As a effect, that 61-year-old NY backwoods gourmand died after developing a deadly brain disorder triggered by squirrel brains he ate.
In 2015, the 61-year-old man was brought to a hospital in Rochester, New York, after experiencing a decline in his thinking abilities and losing touch with reality, the report said.
Based on an MRI, the unnamed man seemed to have a variant of Creutzfeldt-Jakob Disease, a degenerative and fatal brain disorder that is commonly contracted by eating meat from cattle affected by "mad cow disease", doctors found.
Only a few hundred cases of vCJD have ever been reported, a lot of them in the United Kingdom; just four cases have ever been confirmed in the US. The squirrel meat was said to be contaminated with 'zombie-like proteins.' Polio-Like Rare Mysterious Disease Takes Over the U.S.; 38 Kids Affected By Now. His family described him as an avid hunter who had dined on squirrel in the past. Dr. Tara Chen, a medical resident at Rochester Regional Health and lead author of the report, said it's unclear if the man consumed the entire squirrel brain or just squirrel meat that was contaminated with parts of squirrel brain. However, two of them turned out to be negative for "mad cow disease", which also revealed the case of the NY man who died after he ate squirrel brains.
The rarest form is acquired CJD, which is when the brain or nervous system tissue becomes infected through exposure - only causing one percent of cases.

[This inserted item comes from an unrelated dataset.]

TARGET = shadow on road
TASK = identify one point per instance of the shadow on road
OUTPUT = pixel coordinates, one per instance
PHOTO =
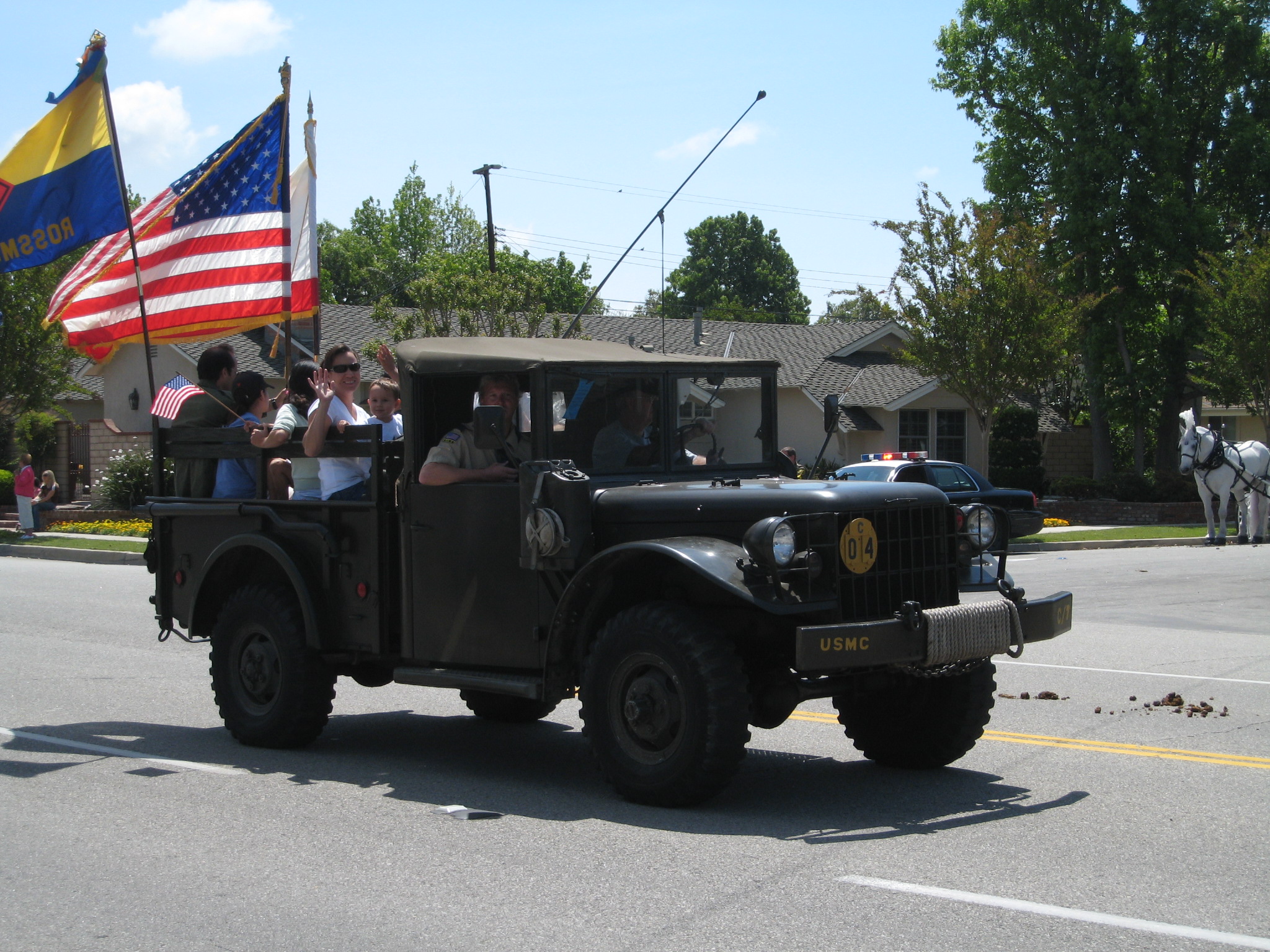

Symptoms include depression, anxiety, memory loss, personality changes, impaired thinking, difficulty swallowing and difficulty speaking. There is no treatment or cure. Most people develop the disease spontaneously, while a few inherit it. Woman Scratched By Cat on Breast Develops Rare Flesh-Eating Disease Called Pyoderma Gangrenosum.
The disease results from prion proteins that fold abnormally, leading to lesions in the brain.
His case was one of several detailed by doctors from Rochester Regional Health, a major hospital network in the city. With many fatal brain diseases, such as Alzheimer's, doctors can only be sure of the diagnosis by examining the brain after death.